Warehouse Group interim chief executive John Journee said that while the group’s sales trend has continued to show a better trajectory in January and February, gross margins remain constrained across all three brands.
“We’re encouraged by the positive customer response when we get our product and pricing right, and this will underpin our performance recovery as we deliver these improvements at scale,” Journee said.
“Whilst we are likely near the bottom of the discretionary retail spending cycle in New Zealand, this level of financial performance is unacceptable.”
He said the business remained focused on “prudent fiscal management”, but continued to refer to uncertainty around the group’s second-half performance.
“At this stage, management’s best estimate of H2 FY25 ebit is that it will be broadly in line with the H2 FY24 ebit loss of circa $14m.”
The company is expecting the economy’s recovery to improve consumer sentiment and encourage families to start spending again.
Analysts react
Forsyth Barr analyst Paul Koraua said the result reflected the tough competition The Warehouse faced over the last few months.

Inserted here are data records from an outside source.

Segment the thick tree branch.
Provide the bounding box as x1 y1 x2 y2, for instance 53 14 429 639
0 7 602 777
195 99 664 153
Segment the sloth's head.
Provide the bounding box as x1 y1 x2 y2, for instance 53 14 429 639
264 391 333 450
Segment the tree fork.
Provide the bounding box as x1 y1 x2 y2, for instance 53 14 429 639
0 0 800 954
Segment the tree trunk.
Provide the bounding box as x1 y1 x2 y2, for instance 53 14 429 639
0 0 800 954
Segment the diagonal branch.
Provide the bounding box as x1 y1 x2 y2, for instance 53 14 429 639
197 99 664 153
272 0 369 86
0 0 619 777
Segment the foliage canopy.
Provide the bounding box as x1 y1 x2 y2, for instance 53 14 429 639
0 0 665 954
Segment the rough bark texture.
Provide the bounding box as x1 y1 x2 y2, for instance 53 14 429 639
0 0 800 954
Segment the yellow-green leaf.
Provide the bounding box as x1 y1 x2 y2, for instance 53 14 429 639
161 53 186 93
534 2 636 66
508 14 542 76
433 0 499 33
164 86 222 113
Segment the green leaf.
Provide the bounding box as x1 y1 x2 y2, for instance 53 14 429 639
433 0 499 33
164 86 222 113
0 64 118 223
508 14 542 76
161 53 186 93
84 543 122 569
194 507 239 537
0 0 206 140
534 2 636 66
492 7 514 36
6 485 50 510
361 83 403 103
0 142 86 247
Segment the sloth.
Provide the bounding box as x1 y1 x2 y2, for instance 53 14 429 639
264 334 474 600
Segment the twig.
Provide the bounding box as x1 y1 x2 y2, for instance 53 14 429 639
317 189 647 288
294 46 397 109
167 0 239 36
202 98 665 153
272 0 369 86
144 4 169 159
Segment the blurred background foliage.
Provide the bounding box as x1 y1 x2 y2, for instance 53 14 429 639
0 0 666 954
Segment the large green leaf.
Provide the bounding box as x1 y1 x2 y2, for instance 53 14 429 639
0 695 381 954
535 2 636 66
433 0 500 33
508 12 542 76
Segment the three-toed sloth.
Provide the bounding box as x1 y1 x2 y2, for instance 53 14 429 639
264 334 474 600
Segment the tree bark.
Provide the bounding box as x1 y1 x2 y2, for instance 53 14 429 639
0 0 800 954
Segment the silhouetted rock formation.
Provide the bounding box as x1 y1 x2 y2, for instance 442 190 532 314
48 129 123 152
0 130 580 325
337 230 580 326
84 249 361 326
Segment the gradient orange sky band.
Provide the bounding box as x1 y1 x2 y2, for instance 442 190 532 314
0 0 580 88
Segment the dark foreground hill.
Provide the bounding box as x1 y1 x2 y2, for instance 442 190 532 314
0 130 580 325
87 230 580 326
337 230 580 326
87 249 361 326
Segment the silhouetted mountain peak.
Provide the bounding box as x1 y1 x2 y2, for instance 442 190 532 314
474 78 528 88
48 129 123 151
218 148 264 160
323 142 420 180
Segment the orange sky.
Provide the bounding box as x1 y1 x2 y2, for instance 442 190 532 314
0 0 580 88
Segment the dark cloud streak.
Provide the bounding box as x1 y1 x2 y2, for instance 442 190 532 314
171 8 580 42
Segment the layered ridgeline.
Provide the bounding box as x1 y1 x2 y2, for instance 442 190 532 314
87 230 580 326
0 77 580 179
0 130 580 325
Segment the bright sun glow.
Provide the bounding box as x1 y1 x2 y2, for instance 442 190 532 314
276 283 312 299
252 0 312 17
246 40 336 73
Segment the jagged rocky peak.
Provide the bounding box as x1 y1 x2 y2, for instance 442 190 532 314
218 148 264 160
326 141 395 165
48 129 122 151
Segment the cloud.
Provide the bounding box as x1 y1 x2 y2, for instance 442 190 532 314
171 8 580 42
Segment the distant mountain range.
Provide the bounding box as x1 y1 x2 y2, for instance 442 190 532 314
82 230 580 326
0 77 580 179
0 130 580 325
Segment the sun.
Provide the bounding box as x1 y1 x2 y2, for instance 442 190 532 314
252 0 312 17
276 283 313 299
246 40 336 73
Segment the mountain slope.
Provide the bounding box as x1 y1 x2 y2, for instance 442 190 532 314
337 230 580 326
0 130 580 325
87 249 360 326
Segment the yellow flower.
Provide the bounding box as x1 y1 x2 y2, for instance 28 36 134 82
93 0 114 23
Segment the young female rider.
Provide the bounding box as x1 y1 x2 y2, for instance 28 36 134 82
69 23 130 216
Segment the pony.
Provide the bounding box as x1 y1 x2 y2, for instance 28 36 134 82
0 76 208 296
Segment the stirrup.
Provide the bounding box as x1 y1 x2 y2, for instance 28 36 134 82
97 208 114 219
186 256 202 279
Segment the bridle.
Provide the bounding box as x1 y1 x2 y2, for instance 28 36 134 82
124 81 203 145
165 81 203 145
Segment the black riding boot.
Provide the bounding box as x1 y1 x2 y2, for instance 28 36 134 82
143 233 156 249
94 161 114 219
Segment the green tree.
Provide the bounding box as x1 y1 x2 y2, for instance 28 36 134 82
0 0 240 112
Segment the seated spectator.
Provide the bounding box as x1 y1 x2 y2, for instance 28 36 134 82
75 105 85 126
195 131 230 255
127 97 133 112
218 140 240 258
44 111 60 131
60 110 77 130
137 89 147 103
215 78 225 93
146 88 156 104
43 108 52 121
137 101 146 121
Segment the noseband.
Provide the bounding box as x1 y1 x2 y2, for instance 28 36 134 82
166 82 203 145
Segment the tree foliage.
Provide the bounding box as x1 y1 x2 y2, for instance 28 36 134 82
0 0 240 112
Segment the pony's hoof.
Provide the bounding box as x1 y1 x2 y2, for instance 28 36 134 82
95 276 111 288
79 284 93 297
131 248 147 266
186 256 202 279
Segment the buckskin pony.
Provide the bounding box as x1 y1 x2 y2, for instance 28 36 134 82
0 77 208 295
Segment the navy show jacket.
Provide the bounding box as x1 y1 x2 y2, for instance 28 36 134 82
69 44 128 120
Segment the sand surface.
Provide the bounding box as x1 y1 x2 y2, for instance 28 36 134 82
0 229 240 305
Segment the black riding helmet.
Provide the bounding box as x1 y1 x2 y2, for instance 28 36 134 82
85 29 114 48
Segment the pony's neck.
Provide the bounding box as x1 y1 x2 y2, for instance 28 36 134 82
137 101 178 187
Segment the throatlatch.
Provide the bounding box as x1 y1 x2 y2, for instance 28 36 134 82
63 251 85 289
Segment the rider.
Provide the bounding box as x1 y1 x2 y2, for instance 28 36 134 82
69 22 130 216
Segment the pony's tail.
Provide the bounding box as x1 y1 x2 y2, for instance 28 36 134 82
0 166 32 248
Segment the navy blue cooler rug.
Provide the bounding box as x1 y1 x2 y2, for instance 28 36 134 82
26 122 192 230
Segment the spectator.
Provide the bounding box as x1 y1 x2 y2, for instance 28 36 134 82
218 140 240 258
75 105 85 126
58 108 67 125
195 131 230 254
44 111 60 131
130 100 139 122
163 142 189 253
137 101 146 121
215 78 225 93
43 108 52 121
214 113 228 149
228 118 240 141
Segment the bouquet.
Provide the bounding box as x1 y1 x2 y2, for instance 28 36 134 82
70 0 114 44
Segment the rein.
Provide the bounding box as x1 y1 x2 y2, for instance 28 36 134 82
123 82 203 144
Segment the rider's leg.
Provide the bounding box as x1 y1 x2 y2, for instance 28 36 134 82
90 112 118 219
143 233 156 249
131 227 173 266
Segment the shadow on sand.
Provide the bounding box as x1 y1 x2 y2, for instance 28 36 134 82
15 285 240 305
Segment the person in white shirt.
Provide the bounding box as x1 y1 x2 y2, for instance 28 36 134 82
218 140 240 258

“From a revenue perspective, it was actually a little bit better than me and the rest of the market had been anticipating. Basically, all the feedback we’ve been getting from retailers is that they’ve had to take the hit on margins,” Koraua said.
He thinks that cost-cutting will be crucial for The Warehouse moving forward, and will be looking out for any savings in their first-half result.
“A good result in New Zealand at the moment is if you can keep your sales flat. If you’re The Warehouse and you’re looking at making $4m this year, if you lose a little bit of sales at the top line, you’re staring down the barrel of making a loss and potentially getting yourself in more trouble.”
Devon Funds Management head of retail Greg Smith said The Warehouse was experiencing the same pains as other retailers, particularly regarding margin pressure.
“It’s a bit like the slogan, literally everyone is getting a bargain and, then some. A lot of companies that are domestically focused are finding things pretty tough, given where the economy is at, a lot of promotional activity is being required,” Smith said.
He believes The Warehouse may have more pressure on it to perform than other retailers, particularly considering it “is trying to drive a turnaround in the midst of one of the worst recessions we’ve had in decades”.
“What the announcement today possibly tells us is that they talked about the economy being at the cyclical bottom, but maybe as far as The Warehouse goes, things haven’t reached rock bottom.”
Both Koraua and Smith were certain of one thing, an announcement on the future chief executive would be critical for shareholders' confidence.
“It’s crucial, you’ve got to be careful about making sure that they’ve got the right strategy in place and that they put the right person in place,” Koraua said.
“This is a business that does $3b in revenue and you know is looking at making $4-$6m of ebit this year, so they’ll be making a loss of some $3b. This business should be making more money.
“I challenge a lot of people to find another business in the world that would have similar metrics.”
The Warehouse will release its first half results on March 21.
Tom Raynel is a multimedia business journalist for the Herald, covering small business and retail.